Can I use the ground wire to activate the selenoids. Less chance off shorting out if a wire gets pinched or something.
 
Can I use the ground wire to activate the selenoids. Less chance off shorting out if a wire gets pinched or something.
I wouldn't see any reason why not but you still have to have a power wire going to them. I just used fuses coming off of any power lead to them.. also I activated them with a relay.. on my set up the low power activation wire to the relay first goes through a arming switch then to my activation switch on my shifter then through the full throttle switch up near the carburetors. Also it sends a low voltage signal to the timing retard. on the ground side of the relay it's hooked through the low pressure switch on the fuel system and ends up at the window switch.... Any wire coming off of the initial power wire has a fuse...
 
Thanks. I am using relays on everything. Nitrous, fuel pump, and heater. My timing will be adjusted manually . Probably at 30 total. Also using a fuel pressure switch that kills both selenoids.
 
Last edited:
As far as setting up the system you need a flow tool which is essentially a fuel pressure guage with a .073 jet. You set the regulator pressure at 5.5psi to start with the flow tool and drop a half pound up or down to fatten or lean out the tune. Regardless of using a 100 shot or a 175 shot etc always baseline the pressure regulator with the flow tool.

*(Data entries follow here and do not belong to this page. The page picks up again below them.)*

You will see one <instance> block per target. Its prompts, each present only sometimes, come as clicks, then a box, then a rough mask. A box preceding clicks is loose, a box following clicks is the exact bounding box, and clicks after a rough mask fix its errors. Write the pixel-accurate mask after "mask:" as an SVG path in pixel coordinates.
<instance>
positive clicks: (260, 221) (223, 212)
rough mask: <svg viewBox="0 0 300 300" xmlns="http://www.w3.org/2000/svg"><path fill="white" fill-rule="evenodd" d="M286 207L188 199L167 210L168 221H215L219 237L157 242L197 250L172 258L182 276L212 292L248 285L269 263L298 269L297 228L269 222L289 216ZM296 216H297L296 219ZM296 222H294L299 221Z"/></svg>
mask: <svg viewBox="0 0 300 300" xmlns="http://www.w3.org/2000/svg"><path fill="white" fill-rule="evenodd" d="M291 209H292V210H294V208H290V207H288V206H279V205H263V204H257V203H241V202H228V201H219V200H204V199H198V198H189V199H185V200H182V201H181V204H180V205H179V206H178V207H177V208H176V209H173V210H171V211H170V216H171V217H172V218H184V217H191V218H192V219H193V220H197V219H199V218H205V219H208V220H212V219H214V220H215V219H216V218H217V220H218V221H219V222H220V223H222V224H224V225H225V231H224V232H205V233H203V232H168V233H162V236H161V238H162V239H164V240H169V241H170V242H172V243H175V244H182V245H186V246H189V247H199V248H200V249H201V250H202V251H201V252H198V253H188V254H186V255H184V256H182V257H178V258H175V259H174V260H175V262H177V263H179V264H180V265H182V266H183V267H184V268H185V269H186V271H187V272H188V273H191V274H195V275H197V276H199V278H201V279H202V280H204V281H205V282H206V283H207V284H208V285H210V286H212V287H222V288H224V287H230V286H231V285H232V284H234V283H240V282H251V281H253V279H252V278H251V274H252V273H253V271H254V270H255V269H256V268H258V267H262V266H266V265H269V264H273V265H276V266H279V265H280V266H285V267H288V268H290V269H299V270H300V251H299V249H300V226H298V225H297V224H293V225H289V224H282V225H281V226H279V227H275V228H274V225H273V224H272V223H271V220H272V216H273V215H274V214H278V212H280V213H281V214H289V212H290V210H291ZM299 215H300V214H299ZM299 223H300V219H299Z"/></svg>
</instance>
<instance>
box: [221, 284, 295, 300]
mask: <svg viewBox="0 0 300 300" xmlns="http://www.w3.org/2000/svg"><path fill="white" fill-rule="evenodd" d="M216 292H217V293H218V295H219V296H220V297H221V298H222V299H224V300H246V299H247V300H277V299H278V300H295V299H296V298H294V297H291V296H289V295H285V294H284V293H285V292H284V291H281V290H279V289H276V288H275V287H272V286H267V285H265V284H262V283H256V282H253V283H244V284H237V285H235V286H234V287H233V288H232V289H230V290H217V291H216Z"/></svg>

I also recommend a fuel filter and a nitrous filter. My fuel filter is after the regulator so i can flow through it. My nitrous filter is before the 1/4 turn shut off handle by the shifter.

Also note that i get my tach signal for the progressive/window switch thing from the pertronix rev limiter box. The low deck Accell cable drive tach was converted to a Petronix with a matching coil so no place to get a tach signal hence the rev limiter box. Waylon in the 8 track too..

Why would a guy use a .073 flow tool, if his gas jet is smaller and recommended to run at 8 lbs of pressure ?
Why not clamp the right size jet in a hose and set it exactly what ur supposed to run?